Metadata-Version: 2.4
Name: django-querysets-single-query-fetch
Version: 0.0.13
Summary: Execute multiple Django querysets in a single SQL query
Author-email: Nishant Singh <nishant.singh@mydukaan.io>
License-Expression: Apache-2.0
Project-URL: Homepage, https://github.com/iNishant/django-querysets-single-query-fetch
Project-URL: Repository, https://github.com/iNishant/django-querysets-single-query-fetch
Classifier: Development Status :: 4 - Beta
Classifier: Framework :: Django
Classifier: Framework :: Django :: 4.0
Classifier: Framework :: Django :: 4.1
Classifier: Framework :: Django :: 4.2
Classifier: Framework :: Django :: 5.0
Classifier: Framework :: Django :: 5.1
Classifier: Intended Audience :: Developers
Classifier: Operating System :: OS Independent
Classifier: Programming Language :: Python :: 3
Classifier: Programming Language :: Python :: 3.9
Classifier: Programming Language :: Python :: 3.10
Classifier: Programming Language :: Python :: 3.11
Classifier: Topic :: Database
Classifier: Topic :: Software Development :: Libraries :: Python Modules
Requires-Python: >=3.9
Description-Content-Type: text/markdown
Requires-Dist: django<5.3,>=4.0
Provides-Extra: dev
Requires-Dist: ruff==0.3.7; extra == "dev"
Requires-Dist: model-bakery==1.17.0; extra == "dev"
Requires-Dist: build==1.2.1; extra == "dev"
Requires-Dist: twine==5.0.0; extra == "dev"
Requires-Dist: mypy==1.10.0; extra == "dev"
Requires-Dist: mypy-extensions==1.0.0; extra == "dev"

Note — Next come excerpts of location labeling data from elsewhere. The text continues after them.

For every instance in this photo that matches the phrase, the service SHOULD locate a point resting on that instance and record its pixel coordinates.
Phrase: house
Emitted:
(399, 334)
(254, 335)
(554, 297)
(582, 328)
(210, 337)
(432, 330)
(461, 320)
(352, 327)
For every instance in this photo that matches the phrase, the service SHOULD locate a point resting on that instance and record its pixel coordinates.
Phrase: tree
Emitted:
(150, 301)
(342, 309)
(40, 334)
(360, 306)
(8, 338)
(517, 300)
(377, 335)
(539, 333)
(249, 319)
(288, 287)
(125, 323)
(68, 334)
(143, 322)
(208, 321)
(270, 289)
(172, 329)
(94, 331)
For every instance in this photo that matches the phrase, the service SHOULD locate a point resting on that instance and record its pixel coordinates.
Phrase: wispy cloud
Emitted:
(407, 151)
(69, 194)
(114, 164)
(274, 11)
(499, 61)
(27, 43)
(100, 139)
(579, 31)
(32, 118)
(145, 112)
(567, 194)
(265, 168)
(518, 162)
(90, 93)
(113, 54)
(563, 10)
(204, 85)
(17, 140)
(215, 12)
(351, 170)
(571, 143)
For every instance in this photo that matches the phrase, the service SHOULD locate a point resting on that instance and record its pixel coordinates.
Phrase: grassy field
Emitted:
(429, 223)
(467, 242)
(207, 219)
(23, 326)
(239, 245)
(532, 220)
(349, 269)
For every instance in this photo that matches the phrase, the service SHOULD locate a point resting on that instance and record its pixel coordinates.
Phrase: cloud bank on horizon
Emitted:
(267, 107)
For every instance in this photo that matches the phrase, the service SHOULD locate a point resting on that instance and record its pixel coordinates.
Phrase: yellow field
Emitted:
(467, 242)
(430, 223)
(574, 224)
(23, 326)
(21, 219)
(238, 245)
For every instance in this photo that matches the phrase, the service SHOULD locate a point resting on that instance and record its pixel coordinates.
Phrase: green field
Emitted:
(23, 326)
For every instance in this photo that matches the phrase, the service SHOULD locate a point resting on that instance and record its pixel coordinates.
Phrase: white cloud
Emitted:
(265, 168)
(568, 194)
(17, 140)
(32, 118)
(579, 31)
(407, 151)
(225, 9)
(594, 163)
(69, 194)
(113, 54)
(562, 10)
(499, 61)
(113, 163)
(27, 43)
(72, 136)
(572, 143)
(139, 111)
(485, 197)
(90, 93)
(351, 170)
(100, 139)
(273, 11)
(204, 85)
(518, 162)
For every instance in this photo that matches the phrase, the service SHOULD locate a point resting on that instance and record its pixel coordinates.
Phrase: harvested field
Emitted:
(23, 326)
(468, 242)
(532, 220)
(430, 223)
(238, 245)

## Django Querysets Single Query Fetch

Executes multiple querysets over a single db query and returns results which would have been returned in normal evaluation of querysets. This can help in critical paths to avoid network latency. Ideal use case is fetching multiple small and optimised independent querysets where above mentioned latencies can dominate total execution time.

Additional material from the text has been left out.